Vendredi 3 mars : Gafsa - Tunis
Départ en bus pour Tunis, via Kairouan. 5 heures de route le long d'un paysage fabuleux. On note qu'il faudra prendre cette route lors d'une prochaine escapade en Tunisie. L'arrivée dans la capitale se révèle plus chaotique. Avec les vélos chargés, difficile de se frayer un passage dans les embouteillages monstrueux. On annule le détour prévu par la médina de Tunis, pour cause de foule oppressante. On fonce vers l'aéroport avant le coucher du soleil. Sur place, on se relaye pour dormir, notre avion est pour demain 8h55. L'aéroport, lui, ne dort jamais. Une population bigarrée (policiers, femmes de ménage, visiteurs, familles de voyageurs, touristes, clochards, marchands, pilotes, ...) l'anime constamment.
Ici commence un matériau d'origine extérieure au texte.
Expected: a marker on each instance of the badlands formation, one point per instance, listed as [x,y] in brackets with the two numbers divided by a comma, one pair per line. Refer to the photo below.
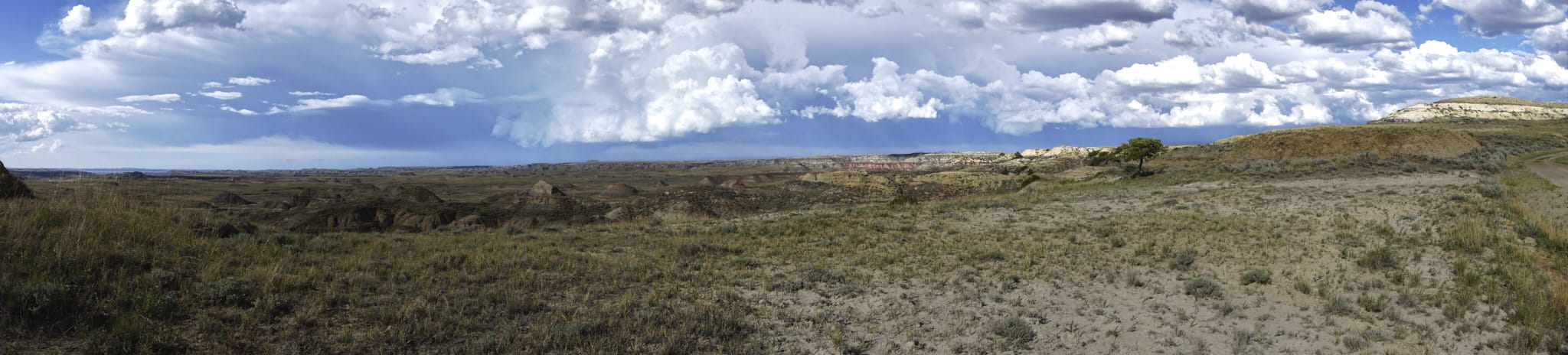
[1498,109]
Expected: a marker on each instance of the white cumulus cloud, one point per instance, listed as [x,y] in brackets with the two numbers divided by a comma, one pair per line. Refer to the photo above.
[76,19]
[245,112]
[1370,25]
[250,82]
[157,97]
[1109,38]
[221,94]
[149,16]
[1493,18]
[1272,10]
[444,97]
[327,103]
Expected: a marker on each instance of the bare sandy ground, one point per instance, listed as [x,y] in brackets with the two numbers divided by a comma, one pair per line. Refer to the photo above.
[1550,169]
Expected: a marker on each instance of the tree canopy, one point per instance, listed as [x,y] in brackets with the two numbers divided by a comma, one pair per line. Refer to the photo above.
[1142,151]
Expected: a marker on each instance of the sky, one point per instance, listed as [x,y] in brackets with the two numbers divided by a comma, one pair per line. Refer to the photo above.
[366,83]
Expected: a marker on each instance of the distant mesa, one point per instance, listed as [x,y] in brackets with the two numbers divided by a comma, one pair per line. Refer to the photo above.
[416,194]
[1482,107]
[543,188]
[11,187]
[230,199]
[619,190]
[1059,152]
[733,182]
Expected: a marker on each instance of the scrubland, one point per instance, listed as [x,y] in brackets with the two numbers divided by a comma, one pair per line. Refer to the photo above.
[1440,238]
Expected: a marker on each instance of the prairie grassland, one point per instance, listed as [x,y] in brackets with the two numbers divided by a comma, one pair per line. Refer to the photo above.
[1377,254]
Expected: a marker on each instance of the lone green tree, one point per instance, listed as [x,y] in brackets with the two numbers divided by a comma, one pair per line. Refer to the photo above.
[1142,151]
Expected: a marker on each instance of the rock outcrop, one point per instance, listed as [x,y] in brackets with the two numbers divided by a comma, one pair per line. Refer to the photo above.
[1501,109]
[619,190]
[230,199]
[1059,152]
[414,194]
[541,188]
[11,187]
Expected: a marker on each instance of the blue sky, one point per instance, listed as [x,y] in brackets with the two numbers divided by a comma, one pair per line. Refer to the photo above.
[356,83]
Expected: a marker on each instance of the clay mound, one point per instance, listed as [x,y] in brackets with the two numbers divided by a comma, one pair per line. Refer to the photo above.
[541,188]
[230,199]
[1328,143]
[366,190]
[416,194]
[11,187]
[1503,100]
[1478,109]
[619,190]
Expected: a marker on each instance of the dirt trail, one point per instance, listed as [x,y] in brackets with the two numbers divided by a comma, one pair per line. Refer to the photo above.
[1550,169]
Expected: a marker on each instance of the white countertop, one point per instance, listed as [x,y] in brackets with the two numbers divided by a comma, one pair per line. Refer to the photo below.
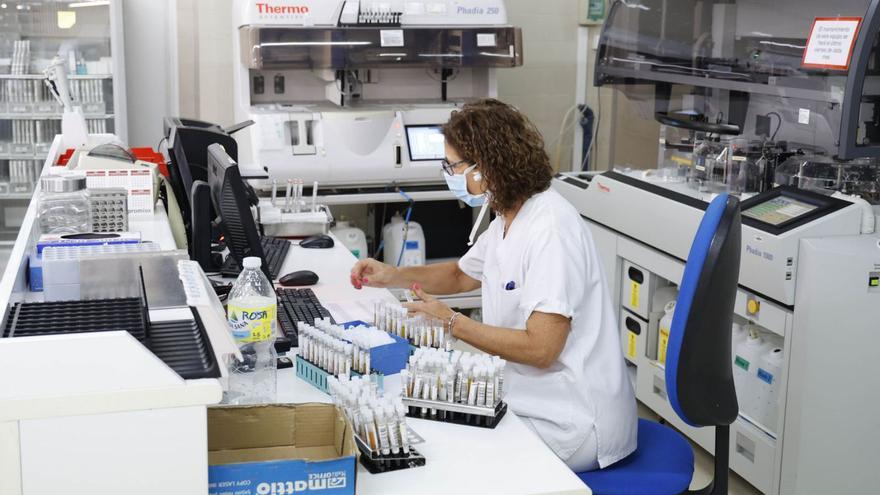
[509,459]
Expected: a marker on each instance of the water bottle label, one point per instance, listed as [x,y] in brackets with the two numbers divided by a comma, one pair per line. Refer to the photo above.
[252,324]
[765,376]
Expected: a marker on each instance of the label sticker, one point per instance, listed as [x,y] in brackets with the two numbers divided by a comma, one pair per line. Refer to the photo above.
[252,323]
[486,40]
[661,346]
[634,294]
[391,37]
[831,42]
[804,116]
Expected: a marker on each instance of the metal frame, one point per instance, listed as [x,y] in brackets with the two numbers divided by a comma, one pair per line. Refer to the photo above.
[855,81]
[850,103]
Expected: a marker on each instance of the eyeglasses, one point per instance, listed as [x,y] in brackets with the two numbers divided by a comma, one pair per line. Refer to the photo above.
[449,167]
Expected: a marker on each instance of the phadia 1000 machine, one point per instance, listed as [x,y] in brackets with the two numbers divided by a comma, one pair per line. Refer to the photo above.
[755,99]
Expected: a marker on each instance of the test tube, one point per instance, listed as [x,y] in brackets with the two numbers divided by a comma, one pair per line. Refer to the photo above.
[382,426]
[288,195]
[315,197]
[393,431]
[404,431]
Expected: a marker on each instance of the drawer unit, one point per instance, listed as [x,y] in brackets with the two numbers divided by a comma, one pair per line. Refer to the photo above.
[636,289]
[753,455]
[633,331]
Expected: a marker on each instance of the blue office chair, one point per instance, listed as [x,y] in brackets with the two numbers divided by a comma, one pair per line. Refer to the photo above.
[699,375]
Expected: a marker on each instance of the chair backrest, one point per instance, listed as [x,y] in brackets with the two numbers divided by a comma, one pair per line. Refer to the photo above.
[699,374]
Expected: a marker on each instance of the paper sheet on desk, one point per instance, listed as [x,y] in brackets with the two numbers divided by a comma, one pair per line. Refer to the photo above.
[351,310]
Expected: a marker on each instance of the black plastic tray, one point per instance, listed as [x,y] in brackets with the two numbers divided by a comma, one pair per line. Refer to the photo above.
[183,345]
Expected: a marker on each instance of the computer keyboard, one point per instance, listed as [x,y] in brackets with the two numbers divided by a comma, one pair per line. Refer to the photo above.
[295,305]
[274,249]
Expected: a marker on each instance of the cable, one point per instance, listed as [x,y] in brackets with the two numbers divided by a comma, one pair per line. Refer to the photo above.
[778,125]
[563,131]
[593,148]
[405,224]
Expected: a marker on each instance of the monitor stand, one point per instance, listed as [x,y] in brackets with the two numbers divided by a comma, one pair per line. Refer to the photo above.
[200,246]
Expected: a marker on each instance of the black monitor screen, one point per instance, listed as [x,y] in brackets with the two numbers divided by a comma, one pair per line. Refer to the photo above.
[425,142]
[230,201]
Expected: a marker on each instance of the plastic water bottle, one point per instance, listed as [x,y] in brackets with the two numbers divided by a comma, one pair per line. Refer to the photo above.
[252,313]
[745,369]
[665,326]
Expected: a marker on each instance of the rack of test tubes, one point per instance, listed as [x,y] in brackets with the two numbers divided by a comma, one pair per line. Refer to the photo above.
[455,387]
[330,350]
[419,330]
[296,214]
[381,433]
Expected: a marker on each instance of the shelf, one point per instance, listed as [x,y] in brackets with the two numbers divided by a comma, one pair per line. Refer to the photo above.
[16,196]
[41,76]
[48,116]
[697,81]
[38,157]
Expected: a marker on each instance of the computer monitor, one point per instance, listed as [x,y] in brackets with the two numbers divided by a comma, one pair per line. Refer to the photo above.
[425,142]
[230,201]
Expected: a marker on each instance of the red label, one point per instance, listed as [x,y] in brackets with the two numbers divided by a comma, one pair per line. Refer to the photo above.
[846,42]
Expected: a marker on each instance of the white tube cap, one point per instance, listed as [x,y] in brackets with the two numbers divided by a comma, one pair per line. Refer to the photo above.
[252,262]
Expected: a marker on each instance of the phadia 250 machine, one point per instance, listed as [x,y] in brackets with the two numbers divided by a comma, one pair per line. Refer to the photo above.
[354,92]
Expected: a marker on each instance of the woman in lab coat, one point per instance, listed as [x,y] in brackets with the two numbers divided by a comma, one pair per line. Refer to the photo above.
[546,306]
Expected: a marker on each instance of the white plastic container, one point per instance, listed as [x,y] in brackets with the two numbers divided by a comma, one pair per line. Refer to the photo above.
[352,237]
[768,375]
[663,335]
[252,312]
[745,370]
[413,251]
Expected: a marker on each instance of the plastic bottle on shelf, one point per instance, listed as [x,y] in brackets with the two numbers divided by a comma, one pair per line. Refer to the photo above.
[745,366]
[768,375]
[352,237]
[663,334]
[252,313]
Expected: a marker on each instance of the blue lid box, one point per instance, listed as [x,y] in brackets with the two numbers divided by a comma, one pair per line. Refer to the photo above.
[386,359]
[280,449]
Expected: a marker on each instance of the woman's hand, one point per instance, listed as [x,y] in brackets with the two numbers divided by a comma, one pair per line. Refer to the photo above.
[372,273]
[429,306]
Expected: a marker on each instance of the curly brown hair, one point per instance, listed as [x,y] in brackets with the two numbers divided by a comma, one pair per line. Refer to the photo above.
[506,146]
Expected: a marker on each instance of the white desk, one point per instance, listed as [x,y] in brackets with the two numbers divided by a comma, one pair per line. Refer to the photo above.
[509,459]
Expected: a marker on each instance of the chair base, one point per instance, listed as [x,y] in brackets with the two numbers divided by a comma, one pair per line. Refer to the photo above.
[718,485]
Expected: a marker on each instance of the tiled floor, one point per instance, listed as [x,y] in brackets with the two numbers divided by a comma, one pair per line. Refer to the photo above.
[703,466]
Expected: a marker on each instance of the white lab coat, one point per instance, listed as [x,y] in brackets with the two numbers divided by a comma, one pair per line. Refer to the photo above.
[548,263]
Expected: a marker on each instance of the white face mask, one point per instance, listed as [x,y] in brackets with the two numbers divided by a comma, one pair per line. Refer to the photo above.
[478,222]
[458,185]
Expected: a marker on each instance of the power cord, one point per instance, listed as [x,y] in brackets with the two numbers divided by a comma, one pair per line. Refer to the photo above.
[778,124]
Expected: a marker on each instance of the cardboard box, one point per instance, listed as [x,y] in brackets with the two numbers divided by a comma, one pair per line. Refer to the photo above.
[280,449]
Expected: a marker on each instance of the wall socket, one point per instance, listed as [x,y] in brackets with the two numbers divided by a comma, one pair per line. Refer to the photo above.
[592,12]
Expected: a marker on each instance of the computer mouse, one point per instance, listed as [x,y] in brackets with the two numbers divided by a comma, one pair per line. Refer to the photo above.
[299,278]
[317,242]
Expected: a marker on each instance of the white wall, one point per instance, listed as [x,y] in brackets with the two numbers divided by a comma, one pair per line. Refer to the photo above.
[544,87]
[150,67]
[206,59]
Samedi 4 mars : Tunis - Paris
RAS. Vol à l'heure, vélos non malmenés. 15 degrés de moins à Paris qu'à Tunis. On garde un excellent souvenir de ce séjour. Une première semaine avec des paysages ternes et des soirées fabuleuses chez des Tunisiens, une seconde semaine, à l'inverse, avec des nuits moins exotiques, plutôt à l'hôtel, mais des décors désertiques somptueux.